Scientists Implant False Memories In Mice: "Inception" Is Real--Scientists Control Mouse Brains With Wires, Light, Electric Shocks

Scientists have been able to successfully plant false memories in mice.

In the false memory study, the team was able to make mice associate a neutral environment with a previously unpleasant experience that took place in a different environment.

The findings could be applicable to understanding how false memories occur in humans. Unreliable memories have long been known to psychologists and lawyers-and the new findings might help with understanding the phenomenon.

In order to implant the false memories, the researchers used genetically engineered mice that were implanted with optic fibers. The fibers delivered pusles of light to the mice's brain. This technique is able to make individual neurons respond to light and known as optogenetics.

Memories are stored in cells, and when events are remembered, we reconstruct parts of he cells. Memory changes as it is being recorded and recalled. This is part of why eyewitness testimony is problematic, as numerous studies have shown.

 "Our memory changes every single time it's being recorded. That's why we can incorporate new information into old memories and this is how a false memory can form..." Dr Xu Liu said.

In the case of the mice, the false memory was indistinguishable from a real memory. Both memories spurred a fear response in the memory forming cells of the mouse's brain, said  Xu Liu of the RIKEN-MIT Center for Neural Circuit Genetics, who was  a  lead author in the study.

In the case of the mice, they were put in one environment, a blue box, and the brain cells encoding memory were labeled and made responsive to light. They then were put in a different environment, a red box, and "light" was delivered via the optic cable into their brains. This activated the labeled cells and made them recall the blue box. They also received mild shocks at the same time.

When the mice were put back into the blue box, they showed physical fear responses. This indicates that they had formed a false memory about the blue box, where, in reality, they were never actually shocked.

This experiment might help show how the human brain works.

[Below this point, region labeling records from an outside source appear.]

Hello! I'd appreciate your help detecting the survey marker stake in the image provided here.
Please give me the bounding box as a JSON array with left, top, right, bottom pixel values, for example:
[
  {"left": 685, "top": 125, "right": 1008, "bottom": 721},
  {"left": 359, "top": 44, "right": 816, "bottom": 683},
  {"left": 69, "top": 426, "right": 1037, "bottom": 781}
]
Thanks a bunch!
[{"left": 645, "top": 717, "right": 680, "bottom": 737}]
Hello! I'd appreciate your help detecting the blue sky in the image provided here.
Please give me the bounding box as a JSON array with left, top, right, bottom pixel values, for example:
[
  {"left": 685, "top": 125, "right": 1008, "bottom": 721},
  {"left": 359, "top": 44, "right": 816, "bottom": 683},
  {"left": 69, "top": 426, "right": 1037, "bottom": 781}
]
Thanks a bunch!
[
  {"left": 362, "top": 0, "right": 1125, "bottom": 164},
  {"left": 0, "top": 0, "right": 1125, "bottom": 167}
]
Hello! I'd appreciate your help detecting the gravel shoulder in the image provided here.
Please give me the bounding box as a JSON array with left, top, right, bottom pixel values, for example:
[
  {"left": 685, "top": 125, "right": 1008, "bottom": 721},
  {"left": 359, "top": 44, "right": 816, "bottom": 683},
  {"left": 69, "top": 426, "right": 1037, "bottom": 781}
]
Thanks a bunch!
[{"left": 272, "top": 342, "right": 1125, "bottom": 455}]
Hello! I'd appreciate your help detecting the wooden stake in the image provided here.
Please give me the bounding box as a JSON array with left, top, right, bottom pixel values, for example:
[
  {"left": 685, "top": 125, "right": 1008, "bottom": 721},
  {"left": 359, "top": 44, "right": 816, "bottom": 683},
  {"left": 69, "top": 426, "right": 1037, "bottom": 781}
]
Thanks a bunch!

"In the English language there are only 26 letters, but the combinations of letters make unlimited words and sentences, this is also true for memories," Dr Liu said to press. He added, "There are so many brain cells and for each individual memory, different combinations of small populations of cells are activated."

This is part of why memories constantly evolve-and, perhaps, traumatic memories could be erased.

"If you want to grab a specific memory you have to get down into the cell level. Every time we think we remember something, we could also be making changes to that memory - sometimes we realize sometimes we don't," Dr Liu explained.

The findings may also help in understanding how to silence neurons that create fear responses and in understanding diseases like schizophrenia.